After a new feature was implemented (not by me), coderanch started crashing almost every day in the middle of the night. In a few days, I’ll be blogging about the troubleshooting process and how timezones helped. This post focuses on the end game – once we knew the problem was being caused by a large query – which is when I started being involved.
The tuning process
Like all good SQL tuning, I ran explain and iterated. As background the new feature was a join table with half a million rows.
|Explain cost||What changed||Observations|
|210,184||n/a||No wonder the site is crashing. For a web page (the forum list), this is forever! While the query plan is using an index, it is using the index to join a table with half a million rows to a table with millions of rows.|
|40,590||Removed an unnecessary subquery. (It was unnecessary because the column in populates isn’t used.)||The problem is that the query isn’t using the index for a where clause. Which is causing joins on very large tables to get a small amount of data. Another problem is that the query limits the # rows returned to one page worth but does it at the end prohibiting the database from saving work.|
|1,807||Hack – we really want to query the post time from the join table. Since it wasn’t on there and it was too much work to add during the week, I introduced a hack. I sorted by post creation (post id) and limited the query to sorting the most recent 100 records for the rest of the query.||While this is much faster, it is functionally incorrect. If an older post is still under discussion, it didn’t appear in the post list. So broken, but fast enough to get us to the weekend.|
|288||Added the latest post time as a stored field on the join table.||Ah. Done|
Learnings about postgres – locks
I ran a really simple statement to add a column to a table:
alter table jforum_topics_forums add column last_post_time TIMESTAMP without time zone not null default now();
Luckily I was on the test server because I had to kill it after 5 minutes. At first, I thought the problem was setting the field to a value since it had to go through all the records. That wasn’t the problem though. The problem was that postgres was waiting on a lock.

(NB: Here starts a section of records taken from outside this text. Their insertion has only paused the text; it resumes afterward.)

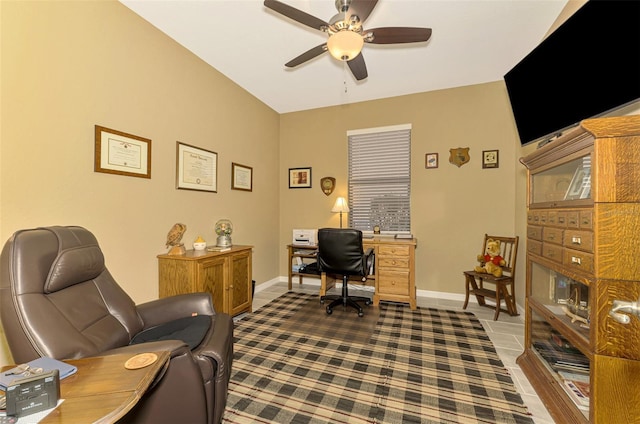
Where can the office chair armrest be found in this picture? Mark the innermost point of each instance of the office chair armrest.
(369, 258)
(161, 311)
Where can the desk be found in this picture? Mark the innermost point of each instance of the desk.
(103, 390)
(394, 270)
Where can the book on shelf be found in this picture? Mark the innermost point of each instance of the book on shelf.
(578, 392)
(218, 248)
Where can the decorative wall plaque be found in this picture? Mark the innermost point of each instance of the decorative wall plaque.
(459, 156)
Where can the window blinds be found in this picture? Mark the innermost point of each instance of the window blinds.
(380, 179)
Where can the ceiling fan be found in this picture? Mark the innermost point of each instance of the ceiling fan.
(346, 34)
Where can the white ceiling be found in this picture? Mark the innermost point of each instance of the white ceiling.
(473, 42)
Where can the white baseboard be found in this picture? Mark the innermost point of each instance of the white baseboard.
(420, 293)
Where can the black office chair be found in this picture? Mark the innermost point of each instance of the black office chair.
(340, 252)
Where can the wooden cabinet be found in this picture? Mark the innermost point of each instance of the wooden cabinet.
(226, 275)
(394, 270)
(583, 252)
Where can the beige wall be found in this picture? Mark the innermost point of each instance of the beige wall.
(452, 207)
(67, 66)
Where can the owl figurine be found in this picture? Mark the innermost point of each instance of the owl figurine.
(173, 239)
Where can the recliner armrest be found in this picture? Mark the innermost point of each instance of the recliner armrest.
(167, 309)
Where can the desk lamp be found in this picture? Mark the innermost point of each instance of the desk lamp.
(340, 206)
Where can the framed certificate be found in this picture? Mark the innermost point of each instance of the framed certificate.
(196, 168)
(120, 153)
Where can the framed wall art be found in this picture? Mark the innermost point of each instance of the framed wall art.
(490, 159)
(196, 168)
(120, 153)
(431, 160)
(241, 177)
(299, 177)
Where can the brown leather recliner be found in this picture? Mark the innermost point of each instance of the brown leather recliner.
(58, 299)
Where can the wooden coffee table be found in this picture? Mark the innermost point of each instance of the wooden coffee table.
(103, 390)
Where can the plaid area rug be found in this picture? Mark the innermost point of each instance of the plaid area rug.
(421, 366)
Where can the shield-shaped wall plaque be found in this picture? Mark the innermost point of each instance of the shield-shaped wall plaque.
(327, 184)
(459, 156)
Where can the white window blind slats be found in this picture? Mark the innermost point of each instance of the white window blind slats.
(380, 180)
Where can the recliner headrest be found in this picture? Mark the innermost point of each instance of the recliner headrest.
(79, 259)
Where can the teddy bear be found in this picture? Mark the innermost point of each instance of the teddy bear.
(491, 262)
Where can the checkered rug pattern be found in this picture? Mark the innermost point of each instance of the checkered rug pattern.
(421, 366)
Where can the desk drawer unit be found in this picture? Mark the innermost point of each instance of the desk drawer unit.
(395, 279)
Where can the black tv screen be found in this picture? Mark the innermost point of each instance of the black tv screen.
(587, 67)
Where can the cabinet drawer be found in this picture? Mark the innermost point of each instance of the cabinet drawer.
(552, 235)
(581, 240)
(534, 232)
(388, 250)
(552, 252)
(393, 262)
(573, 219)
(578, 260)
(586, 219)
(393, 282)
(534, 246)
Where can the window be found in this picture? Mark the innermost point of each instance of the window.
(380, 179)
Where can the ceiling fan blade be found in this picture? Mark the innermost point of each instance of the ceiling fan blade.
(358, 67)
(396, 35)
(308, 55)
(362, 8)
(296, 14)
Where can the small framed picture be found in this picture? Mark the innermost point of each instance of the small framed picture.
(299, 177)
(490, 159)
(431, 160)
(241, 177)
(196, 168)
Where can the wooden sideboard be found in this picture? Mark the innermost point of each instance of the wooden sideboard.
(394, 270)
(226, 275)
(102, 390)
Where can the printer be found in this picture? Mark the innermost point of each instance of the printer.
(304, 237)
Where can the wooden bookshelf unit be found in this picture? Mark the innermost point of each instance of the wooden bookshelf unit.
(583, 253)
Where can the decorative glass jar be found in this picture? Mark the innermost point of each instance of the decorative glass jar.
(223, 229)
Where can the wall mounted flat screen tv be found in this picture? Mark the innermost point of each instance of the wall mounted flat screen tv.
(587, 67)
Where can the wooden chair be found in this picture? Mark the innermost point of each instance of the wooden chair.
(504, 285)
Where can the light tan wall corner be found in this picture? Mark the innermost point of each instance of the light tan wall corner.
(67, 66)
(452, 207)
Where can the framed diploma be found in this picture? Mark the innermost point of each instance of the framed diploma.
(196, 169)
(241, 177)
(120, 153)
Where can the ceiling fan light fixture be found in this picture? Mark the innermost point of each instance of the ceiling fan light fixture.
(345, 45)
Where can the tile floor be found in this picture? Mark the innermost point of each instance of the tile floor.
(507, 335)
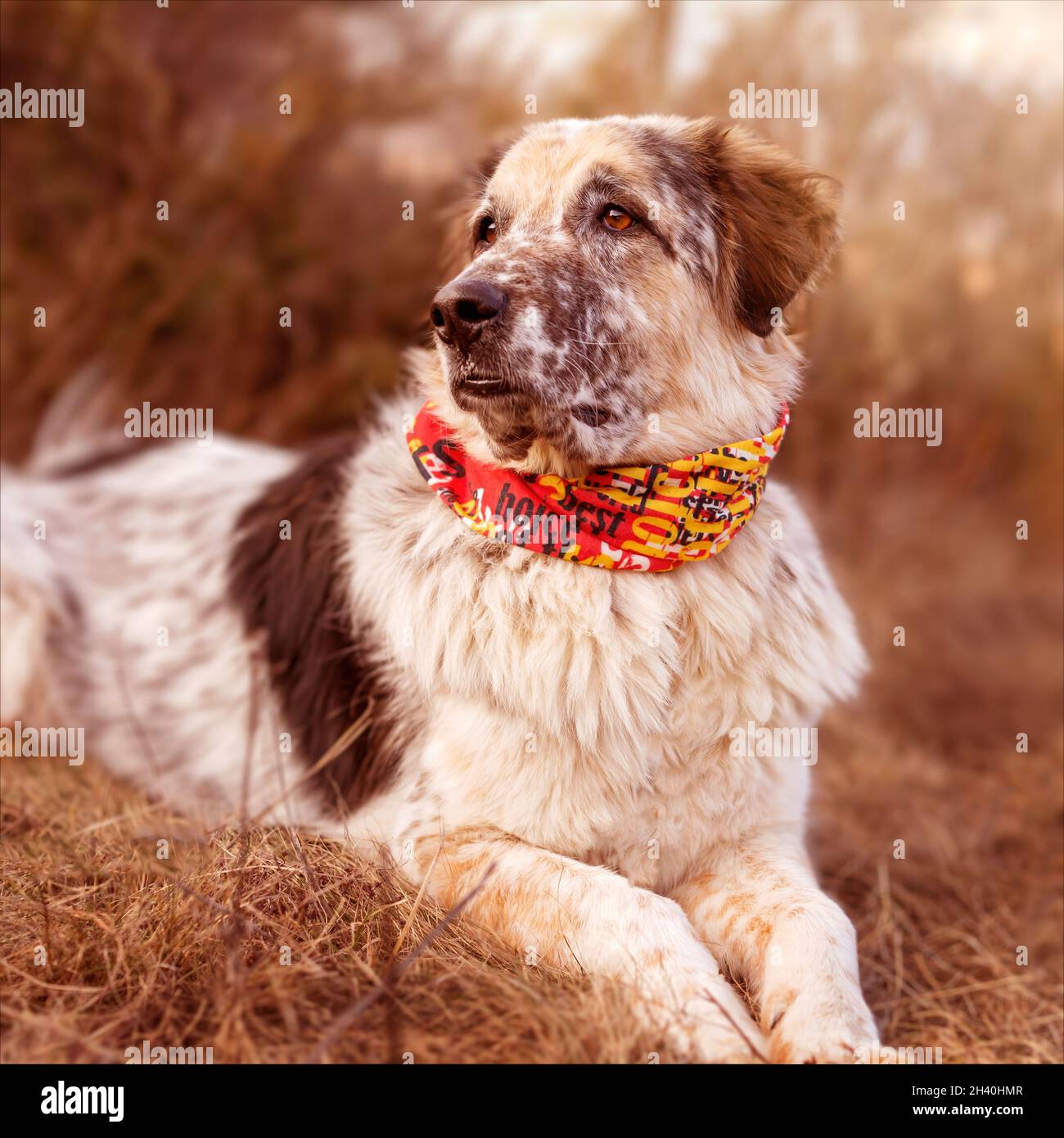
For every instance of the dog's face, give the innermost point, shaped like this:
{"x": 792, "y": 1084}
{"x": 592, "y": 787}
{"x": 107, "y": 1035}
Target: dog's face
{"x": 624, "y": 282}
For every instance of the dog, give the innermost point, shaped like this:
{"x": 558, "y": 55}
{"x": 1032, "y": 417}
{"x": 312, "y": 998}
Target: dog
{"x": 543, "y": 735}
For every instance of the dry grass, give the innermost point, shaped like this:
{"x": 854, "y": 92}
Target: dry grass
{"x": 187, "y": 951}
{"x": 305, "y": 210}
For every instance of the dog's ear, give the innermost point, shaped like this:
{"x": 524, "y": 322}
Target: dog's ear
{"x": 463, "y": 198}
{"x": 776, "y": 221}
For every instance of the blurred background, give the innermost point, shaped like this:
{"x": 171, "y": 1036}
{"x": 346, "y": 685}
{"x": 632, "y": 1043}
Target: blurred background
{"x": 394, "y": 105}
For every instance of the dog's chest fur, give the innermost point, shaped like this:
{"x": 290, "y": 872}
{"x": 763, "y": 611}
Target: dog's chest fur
{"x": 583, "y": 709}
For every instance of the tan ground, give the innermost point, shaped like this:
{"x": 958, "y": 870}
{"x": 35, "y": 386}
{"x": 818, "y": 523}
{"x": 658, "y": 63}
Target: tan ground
{"x": 142, "y": 948}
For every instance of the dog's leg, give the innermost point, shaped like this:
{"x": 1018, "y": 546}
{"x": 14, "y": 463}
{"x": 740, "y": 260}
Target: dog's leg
{"x": 757, "y": 904}
{"x": 589, "y": 919}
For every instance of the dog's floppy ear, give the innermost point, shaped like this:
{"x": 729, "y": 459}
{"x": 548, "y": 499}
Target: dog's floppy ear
{"x": 466, "y": 193}
{"x": 776, "y": 221}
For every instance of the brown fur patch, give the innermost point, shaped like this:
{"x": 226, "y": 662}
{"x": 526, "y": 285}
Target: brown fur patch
{"x": 291, "y": 592}
{"x": 778, "y": 221}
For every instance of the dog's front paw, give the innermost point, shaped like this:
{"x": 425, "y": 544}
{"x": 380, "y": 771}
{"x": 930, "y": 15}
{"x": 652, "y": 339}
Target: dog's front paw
{"x": 823, "y": 1022}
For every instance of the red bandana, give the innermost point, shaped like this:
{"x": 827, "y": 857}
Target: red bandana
{"x": 647, "y": 518}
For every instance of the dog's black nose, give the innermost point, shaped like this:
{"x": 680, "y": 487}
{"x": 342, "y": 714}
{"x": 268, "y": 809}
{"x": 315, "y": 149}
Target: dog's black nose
{"x": 463, "y": 309}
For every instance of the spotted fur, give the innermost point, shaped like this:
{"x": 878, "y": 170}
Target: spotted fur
{"x": 557, "y": 752}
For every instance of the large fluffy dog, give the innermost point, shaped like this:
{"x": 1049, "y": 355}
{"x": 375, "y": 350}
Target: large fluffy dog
{"x": 320, "y": 639}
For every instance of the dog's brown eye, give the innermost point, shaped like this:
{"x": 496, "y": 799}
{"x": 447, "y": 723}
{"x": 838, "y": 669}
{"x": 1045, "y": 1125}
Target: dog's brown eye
{"x": 617, "y": 219}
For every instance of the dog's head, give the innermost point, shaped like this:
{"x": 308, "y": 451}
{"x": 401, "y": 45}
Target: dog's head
{"x": 623, "y": 288}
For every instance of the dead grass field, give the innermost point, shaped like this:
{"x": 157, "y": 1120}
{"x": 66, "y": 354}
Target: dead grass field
{"x": 187, "y": 951}
{"x": 306, "y": 210}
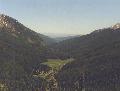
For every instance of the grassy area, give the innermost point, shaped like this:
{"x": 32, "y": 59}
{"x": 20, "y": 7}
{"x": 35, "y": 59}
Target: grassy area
{"x": 57, "y": 64}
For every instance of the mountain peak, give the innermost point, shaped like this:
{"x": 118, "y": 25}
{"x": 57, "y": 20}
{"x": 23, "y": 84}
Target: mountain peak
{"x": 116, "y": 26}
{"x": 7, "y": 22}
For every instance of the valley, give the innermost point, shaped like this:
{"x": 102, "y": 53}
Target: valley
{"x": 30, "y": 61}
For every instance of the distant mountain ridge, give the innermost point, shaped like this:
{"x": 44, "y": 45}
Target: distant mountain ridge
{"x": 97, "y": 65}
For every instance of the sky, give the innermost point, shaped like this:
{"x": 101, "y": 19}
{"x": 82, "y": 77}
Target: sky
{"x": 63, "y": 16}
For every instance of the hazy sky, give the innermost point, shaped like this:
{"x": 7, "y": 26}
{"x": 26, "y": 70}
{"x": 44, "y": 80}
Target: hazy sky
{"x": 63, "y": 16}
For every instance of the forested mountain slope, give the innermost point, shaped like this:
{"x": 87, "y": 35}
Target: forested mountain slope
{"x": 21, "y": 50}
{"x": 97, "y": 65}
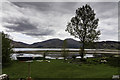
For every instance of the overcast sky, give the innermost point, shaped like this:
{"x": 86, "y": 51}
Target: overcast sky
{"x": 31, "y": 22}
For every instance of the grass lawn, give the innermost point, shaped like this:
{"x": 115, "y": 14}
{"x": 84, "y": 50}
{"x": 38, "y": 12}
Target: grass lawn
{"x": 59, "y": 69}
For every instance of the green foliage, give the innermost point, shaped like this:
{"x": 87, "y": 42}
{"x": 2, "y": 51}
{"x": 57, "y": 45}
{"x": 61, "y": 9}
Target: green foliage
{"x": 6, "y": 49}
{"x": 59, "y": 69}
{"x": 83, "y": 26}
{"x": 114, "y": 61}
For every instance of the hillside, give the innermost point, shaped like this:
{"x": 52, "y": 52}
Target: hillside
{"x": 71, "y": 43}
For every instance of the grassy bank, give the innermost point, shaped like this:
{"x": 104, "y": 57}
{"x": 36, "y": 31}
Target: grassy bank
{"x": 59, "y": 69}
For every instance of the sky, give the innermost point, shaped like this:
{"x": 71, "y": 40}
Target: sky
{"x": 31, "y": 22}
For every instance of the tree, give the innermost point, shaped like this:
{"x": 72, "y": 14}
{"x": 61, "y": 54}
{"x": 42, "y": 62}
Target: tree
{"x": 6, "y": 49}
{"x": 84, "y": 26}
{"x": 64, "y": 51}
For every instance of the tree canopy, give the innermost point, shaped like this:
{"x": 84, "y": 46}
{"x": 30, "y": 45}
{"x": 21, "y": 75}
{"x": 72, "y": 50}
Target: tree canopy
{"x": 84, "y": 26}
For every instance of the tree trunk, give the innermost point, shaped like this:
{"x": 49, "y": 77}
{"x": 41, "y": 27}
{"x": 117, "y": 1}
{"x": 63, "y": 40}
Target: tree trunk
{"x": 82, "y": 51}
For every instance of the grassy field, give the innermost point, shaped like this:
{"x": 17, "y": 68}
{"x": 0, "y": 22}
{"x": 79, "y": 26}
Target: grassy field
{"x": 59, "y": 69}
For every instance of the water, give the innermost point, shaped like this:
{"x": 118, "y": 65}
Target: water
{"x": 49, "y": 56}
{"x": 42, "y": 49}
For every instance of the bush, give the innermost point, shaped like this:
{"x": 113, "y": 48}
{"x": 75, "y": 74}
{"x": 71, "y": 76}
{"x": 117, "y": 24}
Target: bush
{"x": 114, "y": 61}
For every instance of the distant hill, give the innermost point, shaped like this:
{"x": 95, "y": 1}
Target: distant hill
{"x": 71, "y": 43}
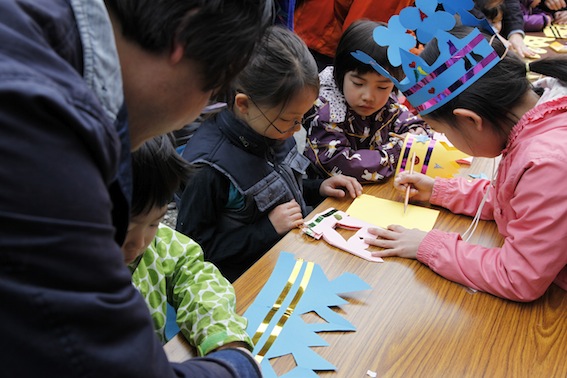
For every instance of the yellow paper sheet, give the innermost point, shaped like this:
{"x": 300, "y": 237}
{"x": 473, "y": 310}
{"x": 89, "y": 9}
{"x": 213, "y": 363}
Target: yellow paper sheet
{"x": 382, "y": 213}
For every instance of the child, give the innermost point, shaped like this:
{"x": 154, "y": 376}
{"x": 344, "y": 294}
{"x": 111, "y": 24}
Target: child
{"x": 535, "y": 18}
{"x": 494, "y": 11}
{"x": 168, "y": 267}
{"x": 247, "y": 192}
{"x": 348, "y": 128}
{"x": 557, "y": 8}
{"x": 499, "y": 113}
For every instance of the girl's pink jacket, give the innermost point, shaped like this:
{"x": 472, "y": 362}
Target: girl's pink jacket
{"x": 529, "y": 205}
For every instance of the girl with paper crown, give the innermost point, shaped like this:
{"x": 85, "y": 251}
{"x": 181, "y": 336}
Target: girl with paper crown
{"x": 487, "y": 107}
{"x": 248, "y": 190}
{"x": 348, "y": 127}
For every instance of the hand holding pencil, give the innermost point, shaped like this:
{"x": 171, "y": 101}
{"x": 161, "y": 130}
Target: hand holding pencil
{"x": 408, "y": 188}
{"x": 416, "y": 186}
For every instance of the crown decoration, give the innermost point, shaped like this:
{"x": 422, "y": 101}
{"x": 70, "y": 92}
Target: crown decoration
{"x": 460, "y": 63}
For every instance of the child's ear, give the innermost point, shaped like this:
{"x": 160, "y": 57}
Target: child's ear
{"x": 177, "y": 53}
{"x": 468, "y": 117}
{"x": 241, "y": 103}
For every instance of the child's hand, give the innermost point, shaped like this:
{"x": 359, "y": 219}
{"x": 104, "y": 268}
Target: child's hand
{"x": 560, "y": 17}
{"x": 286, "y": 216}
{"x": 555, "y": 4}
{"x": 418, "y": 131}
{"x": 336, "y": 186}
{"x": 422, "y": 185}
{"x": 396, "y": 241}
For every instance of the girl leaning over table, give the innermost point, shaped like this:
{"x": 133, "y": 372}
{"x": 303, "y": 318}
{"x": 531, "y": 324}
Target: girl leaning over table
{"x": 500, "y": 113}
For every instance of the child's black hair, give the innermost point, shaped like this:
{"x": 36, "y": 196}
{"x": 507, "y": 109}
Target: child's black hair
{"x": 157, "y": 173}
{"x": 280, "y": 68}
{"x": 499, "y": 90}
{"x": 359, "y": 36}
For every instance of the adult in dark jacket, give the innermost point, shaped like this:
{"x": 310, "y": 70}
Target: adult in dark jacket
{"x": 73, "y": 74}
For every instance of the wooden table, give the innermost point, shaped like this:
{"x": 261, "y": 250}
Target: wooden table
{"x": 414, "y": 323}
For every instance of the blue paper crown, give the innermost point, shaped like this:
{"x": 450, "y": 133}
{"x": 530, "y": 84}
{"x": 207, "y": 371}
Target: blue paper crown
{"x": 461, "y": 61}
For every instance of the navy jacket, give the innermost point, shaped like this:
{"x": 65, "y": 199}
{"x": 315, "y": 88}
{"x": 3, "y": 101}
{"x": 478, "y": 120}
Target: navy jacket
{"x": 68, "y": 308}
{"x": 235, "y": 232}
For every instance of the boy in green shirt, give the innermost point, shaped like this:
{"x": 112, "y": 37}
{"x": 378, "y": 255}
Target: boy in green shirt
{"x": 168, "y": 267}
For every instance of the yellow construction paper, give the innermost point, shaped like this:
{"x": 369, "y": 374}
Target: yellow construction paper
{"x": 382, "y": 213}
{"x": 442, "y": 162}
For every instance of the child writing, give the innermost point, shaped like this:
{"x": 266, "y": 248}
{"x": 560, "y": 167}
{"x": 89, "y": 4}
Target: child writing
{"x": 535, "y": 18}
{"x": 499, "y": 113}
{"x": 168, "y": 267}
{"x": 248, "y": 190}
{"x": 348, "y": 128}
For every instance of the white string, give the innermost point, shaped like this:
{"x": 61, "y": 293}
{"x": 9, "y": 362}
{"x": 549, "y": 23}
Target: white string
{"x": 472, "y": 228}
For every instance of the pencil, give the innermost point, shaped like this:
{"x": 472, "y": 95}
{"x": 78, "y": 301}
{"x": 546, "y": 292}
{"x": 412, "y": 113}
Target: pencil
{"x": 408, "y": 188}
{"x": 402, "y": 137}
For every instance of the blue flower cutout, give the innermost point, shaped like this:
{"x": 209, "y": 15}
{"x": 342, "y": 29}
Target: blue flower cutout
{"x": 463, "y": 7}
{"x": 396, "y": 38}
{"x": 457, "y": 6}
{"x": 425, "y": 20}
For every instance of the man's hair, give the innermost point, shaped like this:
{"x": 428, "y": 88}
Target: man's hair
{"x": 358, "y": 36}
{"x": 157, "y": 173}
{"x": 218, "y": 34}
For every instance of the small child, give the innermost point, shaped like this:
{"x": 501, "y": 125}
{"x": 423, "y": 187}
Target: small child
{"x": 168, "y": 267}
{"x": 535, "y": 18}
{"x": 558, "y": 10}
{"x": 348, "y": 129}
{"x": 248, "y": 190}
{"x": 498, "y": 112}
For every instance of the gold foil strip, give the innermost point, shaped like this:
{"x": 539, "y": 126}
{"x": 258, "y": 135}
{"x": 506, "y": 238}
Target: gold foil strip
{"x": 290, "y": 281}
{"x": 278, "y": 328}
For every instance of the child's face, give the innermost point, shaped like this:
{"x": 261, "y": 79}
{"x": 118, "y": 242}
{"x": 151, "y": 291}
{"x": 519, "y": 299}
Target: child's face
{"x": 470, "y": 140}
{"x": 141, "y": 231}
{"x": 366, "y": 93}
{"x": 278, "y": 124}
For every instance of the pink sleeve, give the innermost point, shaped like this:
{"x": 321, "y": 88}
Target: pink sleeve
{"x": 534, "y": 224}
{"x": 462, "y": 196}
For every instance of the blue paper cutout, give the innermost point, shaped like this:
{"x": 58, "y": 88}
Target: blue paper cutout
{"x": 395, "y": 37}
{"x": 452, "y": 72}
{"x": 425, "y": 20}
{"x": 462, "y": 8}
{"x": 297, "y": 336}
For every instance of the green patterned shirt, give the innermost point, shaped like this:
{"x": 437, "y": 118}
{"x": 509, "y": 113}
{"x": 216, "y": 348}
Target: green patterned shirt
{"x": 173, "y": 270}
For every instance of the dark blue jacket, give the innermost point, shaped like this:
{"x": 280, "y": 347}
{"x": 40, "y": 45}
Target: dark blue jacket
{"x": 68, "y": 308}
{"x": 265, "y": 173}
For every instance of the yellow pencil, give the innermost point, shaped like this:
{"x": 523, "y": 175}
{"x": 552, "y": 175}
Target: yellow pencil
{"x": 408, "y": 188}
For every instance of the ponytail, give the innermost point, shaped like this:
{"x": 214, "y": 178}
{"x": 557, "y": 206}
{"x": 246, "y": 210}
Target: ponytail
{"x": 555, "y": 66}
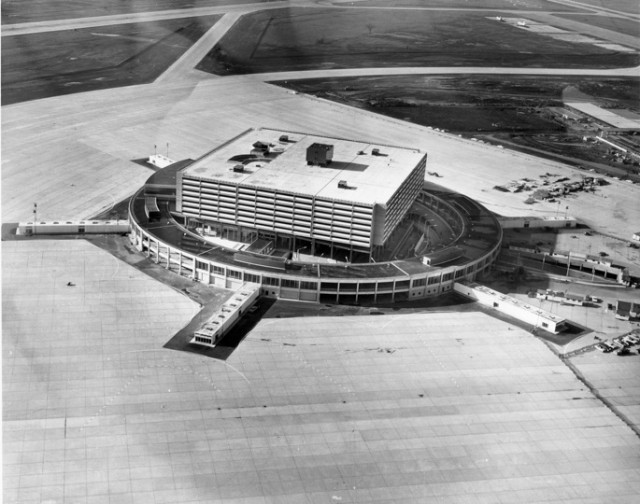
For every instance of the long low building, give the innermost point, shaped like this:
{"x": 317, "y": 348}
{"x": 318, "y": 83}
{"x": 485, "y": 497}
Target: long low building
{"x": 302, "y": 191}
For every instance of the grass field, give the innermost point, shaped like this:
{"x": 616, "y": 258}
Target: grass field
{"x": 616, "y": 24}
{"x": 465, "y": 104}
{"x": 22, "y": 11}
{"x": 300, "y": 39}
{"x": 41, "y": 65}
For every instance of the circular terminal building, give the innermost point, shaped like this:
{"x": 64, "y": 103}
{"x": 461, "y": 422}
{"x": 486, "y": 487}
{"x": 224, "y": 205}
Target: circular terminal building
{"x": 313, "y": 218}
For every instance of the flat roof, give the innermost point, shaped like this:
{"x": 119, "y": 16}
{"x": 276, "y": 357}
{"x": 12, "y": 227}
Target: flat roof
{"x": 371, "y": 178}
{"x": 513, "y": 301}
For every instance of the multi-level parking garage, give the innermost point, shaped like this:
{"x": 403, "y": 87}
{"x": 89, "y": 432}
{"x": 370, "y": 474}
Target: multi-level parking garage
{"x": 439, "y": 238}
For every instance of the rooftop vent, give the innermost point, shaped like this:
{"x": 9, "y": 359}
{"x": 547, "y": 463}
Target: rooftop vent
{"x": 319, "y": 154}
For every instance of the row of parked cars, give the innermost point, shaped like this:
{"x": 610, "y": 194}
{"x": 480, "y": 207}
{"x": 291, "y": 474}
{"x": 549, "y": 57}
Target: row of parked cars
{"x": 622, "y": 345}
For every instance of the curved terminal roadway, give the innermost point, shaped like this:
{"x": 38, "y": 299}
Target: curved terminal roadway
{"x": 66, "y": 134}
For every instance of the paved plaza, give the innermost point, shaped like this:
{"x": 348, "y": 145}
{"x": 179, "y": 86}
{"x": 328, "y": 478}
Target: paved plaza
{"x": 373, "y": 409}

SELECT * FROM pg_stat_activity; select * from pg_locks where pid= 4503 and granted='f';
Running the above SQL, showed me postgres was waiting on an exclusive lock. After I shut down the forum, the alter statement ran almost instantaneously. The actual stored procedure to populate the new field (based on another table) took a few minutes. But that makes sense as it was a stored procedure doing half a million queries.
Testing with lots of data
Everything went fine on my machine. On the test server (which does have lots of data), I realized that I forgot to add the index that uses the new last post time column. That was the entire point of this exercise! And it goes to show how important it is to have production volumes of test data.